Altro fattore interessante è che le grandi dimissioni, in Europa, interessano particolarmente la Gen Z e i millenials in generale. Le motivazioni sono analoghe per le varie fasce d’età: secondo uno studio di YPulse condotto su scala europea, i millenials lasciano il lavoro per una maggior retribuzione (20%), ma anche per un ambiente “not good for my mental health” (19%) e la mancanza di un buon life-work balance (15%).
Perché dimettersi?
Fra il remote working, una maggior autonomia nella gestione del carico lavorativo e la conseguente responsabilizzazione che ne deriva, i cambiamenti indotti dall’emergenza pandemica stanno incrinando qualcosa sul mercato del lavoro. È ancora presto per esprimersi sulle direzioni di questa tendenza, essendo così recente. I numeri però ci informano di un fenomeno in crescita, già problematico in America e che forse costringerà anche noi a interrogarci sulla cultura del posto fisso.
Il trend continuerà anche per il 2022? Non si sa, ma d’altra parte sul fronte del lavoro non possiamo auspicare a un sereno ritorno alla normalità. Come sottolinea Microsoft, le nuove modalità di lavoro are here to stay e gli employers dovranno meditare su questi cambiamenti – sempre secondo l’indagine di Adip, il 75% dei manager italiani non aveva previsto questa ondata di dimissioni.

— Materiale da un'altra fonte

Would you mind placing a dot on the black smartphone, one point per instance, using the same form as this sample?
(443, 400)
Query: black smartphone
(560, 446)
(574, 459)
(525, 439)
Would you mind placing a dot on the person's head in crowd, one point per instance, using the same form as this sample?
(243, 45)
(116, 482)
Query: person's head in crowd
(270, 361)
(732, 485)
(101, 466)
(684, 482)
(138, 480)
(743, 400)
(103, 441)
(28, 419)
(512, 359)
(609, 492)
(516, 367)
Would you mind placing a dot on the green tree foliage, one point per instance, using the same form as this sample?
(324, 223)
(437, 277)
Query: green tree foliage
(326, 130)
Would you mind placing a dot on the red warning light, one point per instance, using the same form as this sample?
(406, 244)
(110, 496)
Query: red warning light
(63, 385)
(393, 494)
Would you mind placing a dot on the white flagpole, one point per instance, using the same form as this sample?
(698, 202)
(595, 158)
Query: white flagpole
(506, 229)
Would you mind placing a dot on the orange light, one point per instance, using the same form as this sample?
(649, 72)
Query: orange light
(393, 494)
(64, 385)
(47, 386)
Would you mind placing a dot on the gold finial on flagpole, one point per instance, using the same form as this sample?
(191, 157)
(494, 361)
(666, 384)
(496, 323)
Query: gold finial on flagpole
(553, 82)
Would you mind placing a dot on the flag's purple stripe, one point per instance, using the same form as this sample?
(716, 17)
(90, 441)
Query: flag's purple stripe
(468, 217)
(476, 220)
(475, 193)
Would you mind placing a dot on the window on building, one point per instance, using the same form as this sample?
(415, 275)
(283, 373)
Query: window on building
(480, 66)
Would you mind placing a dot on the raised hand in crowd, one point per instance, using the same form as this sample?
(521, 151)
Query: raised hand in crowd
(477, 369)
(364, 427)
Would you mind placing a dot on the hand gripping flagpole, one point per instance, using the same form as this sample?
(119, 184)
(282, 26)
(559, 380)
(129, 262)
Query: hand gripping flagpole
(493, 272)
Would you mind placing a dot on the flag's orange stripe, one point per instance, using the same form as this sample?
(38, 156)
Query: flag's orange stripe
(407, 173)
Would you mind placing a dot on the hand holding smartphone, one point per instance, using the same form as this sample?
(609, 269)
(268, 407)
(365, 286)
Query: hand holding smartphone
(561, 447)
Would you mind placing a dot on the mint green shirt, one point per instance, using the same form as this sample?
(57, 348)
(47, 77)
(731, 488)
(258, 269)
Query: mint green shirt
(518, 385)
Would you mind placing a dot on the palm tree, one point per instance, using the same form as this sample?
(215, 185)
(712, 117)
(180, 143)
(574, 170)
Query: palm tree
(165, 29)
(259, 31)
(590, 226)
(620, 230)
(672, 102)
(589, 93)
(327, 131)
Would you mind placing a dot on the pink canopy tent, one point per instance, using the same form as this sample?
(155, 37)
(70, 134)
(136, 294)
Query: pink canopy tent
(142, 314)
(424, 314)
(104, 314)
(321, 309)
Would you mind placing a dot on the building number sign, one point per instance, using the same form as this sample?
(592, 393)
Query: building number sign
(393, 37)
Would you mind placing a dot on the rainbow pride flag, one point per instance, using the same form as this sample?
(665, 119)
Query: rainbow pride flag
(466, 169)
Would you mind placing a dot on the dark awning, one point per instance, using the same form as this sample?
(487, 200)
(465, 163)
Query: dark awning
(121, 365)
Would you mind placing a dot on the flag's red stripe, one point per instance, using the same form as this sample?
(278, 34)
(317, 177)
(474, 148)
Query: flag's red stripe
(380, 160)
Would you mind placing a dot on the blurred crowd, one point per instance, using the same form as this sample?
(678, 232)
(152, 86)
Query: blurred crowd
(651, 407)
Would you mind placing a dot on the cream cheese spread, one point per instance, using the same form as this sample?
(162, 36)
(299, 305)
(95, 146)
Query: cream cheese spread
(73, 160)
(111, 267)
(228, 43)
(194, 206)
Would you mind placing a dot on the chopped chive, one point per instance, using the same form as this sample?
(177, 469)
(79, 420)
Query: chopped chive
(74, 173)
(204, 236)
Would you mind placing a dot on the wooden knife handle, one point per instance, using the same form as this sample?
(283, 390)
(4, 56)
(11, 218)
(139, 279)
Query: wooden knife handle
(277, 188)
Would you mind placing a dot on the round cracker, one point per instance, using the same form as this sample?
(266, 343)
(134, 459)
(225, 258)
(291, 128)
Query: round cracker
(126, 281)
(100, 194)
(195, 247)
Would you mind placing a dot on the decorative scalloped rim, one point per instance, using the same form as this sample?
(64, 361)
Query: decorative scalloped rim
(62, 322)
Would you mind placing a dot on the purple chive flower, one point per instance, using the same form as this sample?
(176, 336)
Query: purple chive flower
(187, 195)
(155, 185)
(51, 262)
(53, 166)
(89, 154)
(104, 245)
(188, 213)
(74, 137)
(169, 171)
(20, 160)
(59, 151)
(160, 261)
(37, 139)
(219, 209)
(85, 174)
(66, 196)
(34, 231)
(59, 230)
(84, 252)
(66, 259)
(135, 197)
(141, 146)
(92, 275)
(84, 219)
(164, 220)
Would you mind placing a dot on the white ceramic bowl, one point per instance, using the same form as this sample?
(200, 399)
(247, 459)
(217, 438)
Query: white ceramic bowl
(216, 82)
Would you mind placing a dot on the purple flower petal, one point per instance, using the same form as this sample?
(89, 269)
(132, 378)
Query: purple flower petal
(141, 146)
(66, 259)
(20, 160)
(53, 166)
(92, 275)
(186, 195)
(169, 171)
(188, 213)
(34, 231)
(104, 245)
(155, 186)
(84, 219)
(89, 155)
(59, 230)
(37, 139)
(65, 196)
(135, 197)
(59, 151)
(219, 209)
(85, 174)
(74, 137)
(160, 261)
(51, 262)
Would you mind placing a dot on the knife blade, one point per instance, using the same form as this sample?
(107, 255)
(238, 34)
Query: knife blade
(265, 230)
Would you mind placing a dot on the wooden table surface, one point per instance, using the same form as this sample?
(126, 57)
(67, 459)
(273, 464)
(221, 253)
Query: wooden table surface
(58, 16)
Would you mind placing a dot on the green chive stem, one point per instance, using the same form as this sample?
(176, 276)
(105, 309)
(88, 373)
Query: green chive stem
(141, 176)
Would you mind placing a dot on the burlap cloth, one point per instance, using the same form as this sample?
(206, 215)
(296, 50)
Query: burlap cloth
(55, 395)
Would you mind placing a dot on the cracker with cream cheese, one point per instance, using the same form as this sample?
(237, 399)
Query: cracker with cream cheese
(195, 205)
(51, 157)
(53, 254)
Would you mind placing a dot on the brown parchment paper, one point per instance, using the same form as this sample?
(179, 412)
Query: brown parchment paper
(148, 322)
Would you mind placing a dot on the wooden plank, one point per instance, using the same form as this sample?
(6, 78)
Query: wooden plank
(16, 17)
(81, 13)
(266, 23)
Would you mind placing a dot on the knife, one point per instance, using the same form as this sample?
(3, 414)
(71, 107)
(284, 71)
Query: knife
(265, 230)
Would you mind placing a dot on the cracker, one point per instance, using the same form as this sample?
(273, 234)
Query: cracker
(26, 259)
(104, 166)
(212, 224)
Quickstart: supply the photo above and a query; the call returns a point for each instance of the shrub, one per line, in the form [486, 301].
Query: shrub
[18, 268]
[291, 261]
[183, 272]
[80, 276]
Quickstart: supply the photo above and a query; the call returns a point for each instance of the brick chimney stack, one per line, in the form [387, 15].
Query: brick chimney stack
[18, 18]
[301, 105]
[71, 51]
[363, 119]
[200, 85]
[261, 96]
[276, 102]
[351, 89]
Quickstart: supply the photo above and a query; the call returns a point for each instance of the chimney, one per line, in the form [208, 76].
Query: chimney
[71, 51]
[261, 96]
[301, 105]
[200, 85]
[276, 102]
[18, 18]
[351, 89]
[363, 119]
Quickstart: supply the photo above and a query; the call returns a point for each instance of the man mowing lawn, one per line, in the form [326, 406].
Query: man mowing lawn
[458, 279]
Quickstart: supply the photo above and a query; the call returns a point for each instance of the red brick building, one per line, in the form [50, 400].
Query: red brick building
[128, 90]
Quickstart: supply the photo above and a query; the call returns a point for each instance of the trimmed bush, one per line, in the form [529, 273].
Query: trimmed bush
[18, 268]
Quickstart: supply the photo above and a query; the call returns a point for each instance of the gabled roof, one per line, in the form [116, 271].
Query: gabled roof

Che se lo aspettassero o meno, che fosse o non fosse prevedibile, il Big Quit è la conferma di un cambiamento nel mondo lavoro. Un cambiamento che, al di là dei suoi risvolti economici, ha una natura marcatamente culturale: non è un caso che all’epoca delle grandi dimissioni, sugli strascichi di un’emergenza sanitaria globale, si stiano sdoganando riflessioni sulla mental health, il burnout e il life-work balance.
Un fenomeno ancora da comprendere nelle sue reali motivazioni, ma da cui si può già ricavare una minima verità: se l’aumento dell’offerta di lavoro e le dimissioni si inseguono di pari passo, significa che sempre più lavoratori sono insoddisfatti della loro attuale posizione. Quando ne hanno occasione, si dimettono.
Tutto questo ci porta a pensare che i lavoratori vogliano di più che uno stipendio adeguato – o più semplicemente, quando parlano di salute mentale, stress sul lavoro o “un nuovo senso di vita”, che vogliano qualcosa d’altro.
Quantità o qualità? Questa differenza è una questione di cultura.